Aujourd’hui, à la veille de la révision de la loi de 1987 sur les CRP et de celles sur l’Université du Luxembourg et le FNR, nous avons une opportunité unique de faire évoluer l’écosystème national de la RDI publique sur base des expériences et acquis du passé, des manquements observés, mais aussi des nombreux succès. Cette évolution ne pourra cependant se faire sans une concertation nettement plus forte entre l’Université et les CRP, dans le respect des autonomies de chacun, et sans un alignement structuré entre leur stratégie de développement et les initiatives des ministères. Une telle concertation stratégique dans le cadre des thématiques scientifiques identifiées depuis quelques années comme prioritaires pour le Luxembourg doit in fine aboutir à créer la masse critique nécessaire pour attirer au Luxembourg les meilleurs chercheurs, donner à sa communauté scientifique la visibilité internationale qui fait toujours défaut et par là, catalyser la création et le développement de niches économiques et industrielles.

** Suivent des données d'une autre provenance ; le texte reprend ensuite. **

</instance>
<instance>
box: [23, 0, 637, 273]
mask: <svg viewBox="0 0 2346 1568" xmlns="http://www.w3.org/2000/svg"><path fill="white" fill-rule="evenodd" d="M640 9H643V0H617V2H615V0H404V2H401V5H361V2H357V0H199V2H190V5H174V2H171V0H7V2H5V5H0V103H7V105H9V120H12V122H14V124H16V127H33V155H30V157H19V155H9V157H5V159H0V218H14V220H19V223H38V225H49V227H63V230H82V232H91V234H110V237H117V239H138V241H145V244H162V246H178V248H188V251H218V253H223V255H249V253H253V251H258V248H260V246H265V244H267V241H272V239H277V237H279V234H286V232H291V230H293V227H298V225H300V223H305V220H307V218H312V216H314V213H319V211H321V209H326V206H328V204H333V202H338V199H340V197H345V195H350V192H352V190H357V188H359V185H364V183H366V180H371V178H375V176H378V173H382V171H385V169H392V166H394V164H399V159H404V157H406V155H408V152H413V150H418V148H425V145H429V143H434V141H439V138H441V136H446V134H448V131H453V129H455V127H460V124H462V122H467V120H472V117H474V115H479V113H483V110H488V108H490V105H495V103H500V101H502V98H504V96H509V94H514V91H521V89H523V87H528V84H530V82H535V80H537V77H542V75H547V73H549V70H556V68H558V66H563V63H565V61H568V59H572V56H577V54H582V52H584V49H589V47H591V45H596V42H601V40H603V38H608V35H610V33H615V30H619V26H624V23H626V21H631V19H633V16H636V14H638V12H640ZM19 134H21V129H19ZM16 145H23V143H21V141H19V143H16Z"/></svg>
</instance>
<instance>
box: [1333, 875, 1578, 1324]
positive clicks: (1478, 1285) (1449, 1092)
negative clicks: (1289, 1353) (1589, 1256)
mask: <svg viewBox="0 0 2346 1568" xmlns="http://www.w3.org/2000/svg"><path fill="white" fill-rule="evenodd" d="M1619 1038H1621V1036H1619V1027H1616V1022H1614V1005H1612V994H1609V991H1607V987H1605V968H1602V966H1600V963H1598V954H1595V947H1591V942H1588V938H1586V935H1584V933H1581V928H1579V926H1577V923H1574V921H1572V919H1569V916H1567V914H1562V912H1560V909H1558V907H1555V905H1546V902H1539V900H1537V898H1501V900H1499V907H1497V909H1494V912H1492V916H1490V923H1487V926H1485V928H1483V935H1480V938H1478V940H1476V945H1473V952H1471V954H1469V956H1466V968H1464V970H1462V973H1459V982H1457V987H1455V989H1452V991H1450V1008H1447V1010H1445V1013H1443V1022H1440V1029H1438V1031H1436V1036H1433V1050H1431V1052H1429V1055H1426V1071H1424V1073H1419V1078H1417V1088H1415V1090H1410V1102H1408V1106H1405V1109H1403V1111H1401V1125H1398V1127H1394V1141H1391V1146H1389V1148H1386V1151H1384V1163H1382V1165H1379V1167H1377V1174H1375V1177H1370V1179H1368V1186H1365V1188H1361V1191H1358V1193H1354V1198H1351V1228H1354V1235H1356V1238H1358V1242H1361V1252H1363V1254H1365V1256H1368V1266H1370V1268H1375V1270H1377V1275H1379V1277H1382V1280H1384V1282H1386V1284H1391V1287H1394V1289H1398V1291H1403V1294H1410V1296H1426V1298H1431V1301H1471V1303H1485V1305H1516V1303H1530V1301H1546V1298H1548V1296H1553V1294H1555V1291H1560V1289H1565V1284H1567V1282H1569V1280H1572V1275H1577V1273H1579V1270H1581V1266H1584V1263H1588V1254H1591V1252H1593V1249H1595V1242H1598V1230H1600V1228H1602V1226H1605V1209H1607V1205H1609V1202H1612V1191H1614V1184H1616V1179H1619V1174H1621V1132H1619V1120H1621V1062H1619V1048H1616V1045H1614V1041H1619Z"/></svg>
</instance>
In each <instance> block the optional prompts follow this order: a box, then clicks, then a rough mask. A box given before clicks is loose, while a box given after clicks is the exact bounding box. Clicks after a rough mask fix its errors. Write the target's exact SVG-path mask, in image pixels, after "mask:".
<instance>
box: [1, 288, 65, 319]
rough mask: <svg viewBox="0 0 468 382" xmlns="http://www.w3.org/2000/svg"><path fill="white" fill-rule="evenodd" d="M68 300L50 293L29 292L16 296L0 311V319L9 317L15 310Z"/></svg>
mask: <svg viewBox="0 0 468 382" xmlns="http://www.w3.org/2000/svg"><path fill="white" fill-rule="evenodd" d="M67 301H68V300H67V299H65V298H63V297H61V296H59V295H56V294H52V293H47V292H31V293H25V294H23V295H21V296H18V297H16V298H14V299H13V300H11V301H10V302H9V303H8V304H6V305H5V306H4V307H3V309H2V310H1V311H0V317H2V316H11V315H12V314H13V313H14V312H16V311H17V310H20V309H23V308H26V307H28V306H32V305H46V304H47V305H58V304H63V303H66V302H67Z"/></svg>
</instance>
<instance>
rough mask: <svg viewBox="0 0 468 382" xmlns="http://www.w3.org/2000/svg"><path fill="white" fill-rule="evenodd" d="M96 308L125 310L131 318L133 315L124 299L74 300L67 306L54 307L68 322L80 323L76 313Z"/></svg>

Le projet de regroupement des CRP Henri Tudor et CRP Gabriel Lippmann, annoncé en avril 2012, témoigne justement de cette volonté « bottom-up » de faire évoluer les choses. Ce regroupement, qui ne se veut pas être une fin en soi, est certainement un moment-clé pour thématiser cette complémentarité, pour initier d’autres synergies possibles et utiles, voire ajuster la gouvernance globale du système.